“Not if, but when...”

Today my son’s heart was referred to as a “ticking time bomb” on more than one occasion. The heart that grew inside of me and gave my son life will also ultimately be responsible for taking it away from him. 
Week after week I listened to that heart beat on the doppler at the midwife’s office while he wriggled around in my belly. I made assumptions based on old wives tales about whether he would be a boy or girl because of this heart beat. Today I am being told that no matter what we do, the heart we grew together just won’t be good enough for him. 
I guess I shouldn’t be so shocked by this. It’s not news. Our doctors have always put this outcome on the table. Regardless, I was still hopeful that it wouldn’t happen. Today Dr. Vezmar told us that the question is not if, but when. Do we wait until he gets older and stronger or do we do it sooner and let the healing begin?
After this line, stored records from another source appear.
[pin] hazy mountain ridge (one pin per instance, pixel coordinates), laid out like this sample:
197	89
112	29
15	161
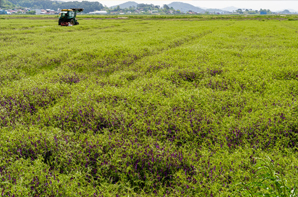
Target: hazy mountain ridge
126	5
185	7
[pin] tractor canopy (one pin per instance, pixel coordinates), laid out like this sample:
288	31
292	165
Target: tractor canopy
69	16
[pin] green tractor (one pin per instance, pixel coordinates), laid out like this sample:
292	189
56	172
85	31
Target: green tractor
69	16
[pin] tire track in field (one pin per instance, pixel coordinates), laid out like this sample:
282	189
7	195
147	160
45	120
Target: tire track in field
290	27
111	68
177	44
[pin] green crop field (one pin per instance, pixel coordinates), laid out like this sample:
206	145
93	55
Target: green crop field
149	106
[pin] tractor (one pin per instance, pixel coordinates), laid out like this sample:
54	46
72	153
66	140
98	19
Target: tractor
69	16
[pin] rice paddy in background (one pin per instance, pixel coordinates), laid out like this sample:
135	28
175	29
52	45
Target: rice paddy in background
139	107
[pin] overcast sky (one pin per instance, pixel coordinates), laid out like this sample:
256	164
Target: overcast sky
252	4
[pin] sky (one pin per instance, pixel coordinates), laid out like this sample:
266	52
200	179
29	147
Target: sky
276	5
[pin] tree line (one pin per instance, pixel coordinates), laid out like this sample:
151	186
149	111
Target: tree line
54	5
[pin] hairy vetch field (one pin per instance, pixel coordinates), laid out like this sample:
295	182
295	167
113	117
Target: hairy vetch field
140	107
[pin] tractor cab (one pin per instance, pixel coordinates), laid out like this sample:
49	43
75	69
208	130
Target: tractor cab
69	16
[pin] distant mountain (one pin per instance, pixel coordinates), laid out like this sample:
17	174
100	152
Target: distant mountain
185	7
214	10
291	10
230	9
126	5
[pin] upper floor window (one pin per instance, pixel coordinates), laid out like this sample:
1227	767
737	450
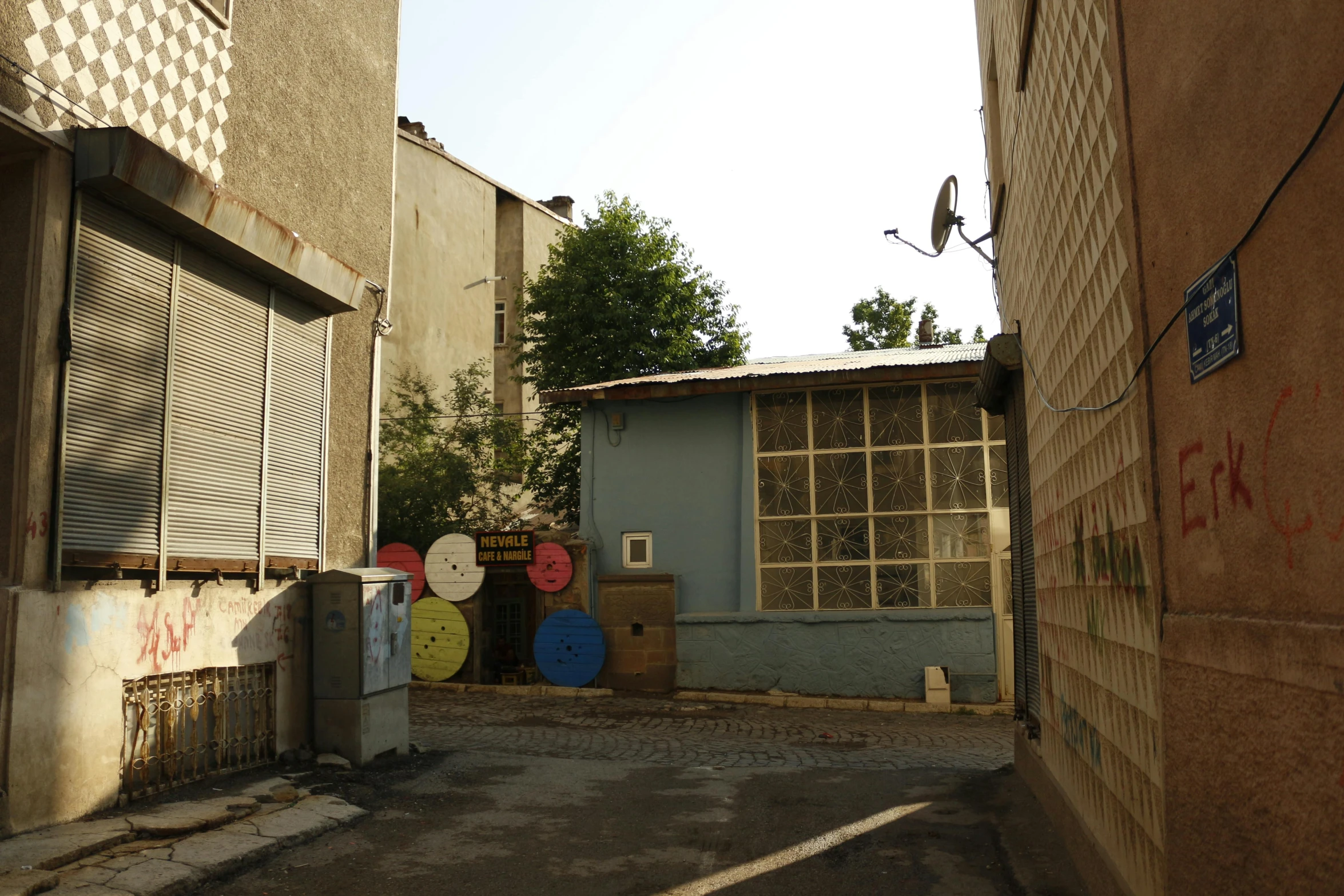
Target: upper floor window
877	497
218	10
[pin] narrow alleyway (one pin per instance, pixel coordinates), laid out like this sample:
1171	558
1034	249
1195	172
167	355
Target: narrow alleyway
642	795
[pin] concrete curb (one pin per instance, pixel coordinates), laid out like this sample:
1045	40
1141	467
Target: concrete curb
846	703
792	702
100	859
518	691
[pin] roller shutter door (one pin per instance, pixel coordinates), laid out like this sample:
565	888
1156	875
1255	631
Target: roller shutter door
1026	643
218	403
114	408
296	433
186	367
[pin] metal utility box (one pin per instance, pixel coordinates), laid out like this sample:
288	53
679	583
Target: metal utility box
939	686
362	662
He mentioned that we were “lucky” Finn hasn’t had a major event that has put him on ecmo (heart-lung bypass) or that he has other failures due to his heart. That we were able to take him home for a while and he didn’t have an arrhythmia or worse. We are “lucky” not to be forced into this decision in an emergency capacity.
His quality of life will greatly improve after transplant. Immediately, everyone tells me. He will have a lot of anti-rejection medications at first but they will taper off. There will be a lot of appointments but they will be check ins and biopsies, not too invasive (as long as everything goes to plan). All in all, he will have a “normal” life for the most part. Fix the heart, fix the baby. The months of waiting, the days of surgery and the months of recovery are going to be impossibly hard. But, after it’s all over he will come home. He will run and jump and play with his big brother. Finn will not however come home with the heart that is currently beating in his chest.
I didn’t expect this. I don’t know how I missed it. When I look back I think it was always there but I had this blind hope that it wouldn’t be this way. A heart transplant, in my baby? This won’t happen to him, to me. That is something that happens in the movies or on a soap opera. According to Dr. Vezmar it will happen to us and within the next year.
After a long talk about our upcoming reality, he showed us Finn’s echo and that of a normal heart. He pointed out the size, thickness and the turbulence his blood has to overcome to keep his body profused.  I am amazed by our little warrior, he is so tough. His heart takes up 80% of his chest, barely leaving room for his lungs. The thickness of the walls of his ventricles make it a wonder his heart works at all. I need him to know the feeling of a properly working body. He doesn’t have to be tired all the time. His energy should be spent on playing not breathing.
I’m heartbroken and grieving. I am terrified and anxious.This is not the title I expected us to hold. Heart Mom and Heart Baby. I’ve been reaching out to other Heart Moms and am told that these feelings will never, ever go away. But they start feel a little lighter at times. Tonight I am struggling, not only with my grief and anxiety but with the fact that it will never completely go away. This isn’t a temporary setback but the path our life is taking, forever. I don’t want to feel sad. I don’t want to associate my son’s life this way, but I have to accept that this is the roller coaster we are on and never going to get off. Because of that I have to embrace the highs for everything they are and know that the lows will continue coming our way. 
I am lucky though. Not because he didn’t have an arrhythmia or cardiac arrest yet. I am lucky because Finn chose me. I am fortunate that he thinks I am strong enough to sit next to him and hold his hand on this roller coaster. That he picked me to help lift him up when he is experiencing the lowest lows and celebrate the highest highs right beside him. I get to be there through all the achievements he will have, with someone else’s heart beating inside his chest.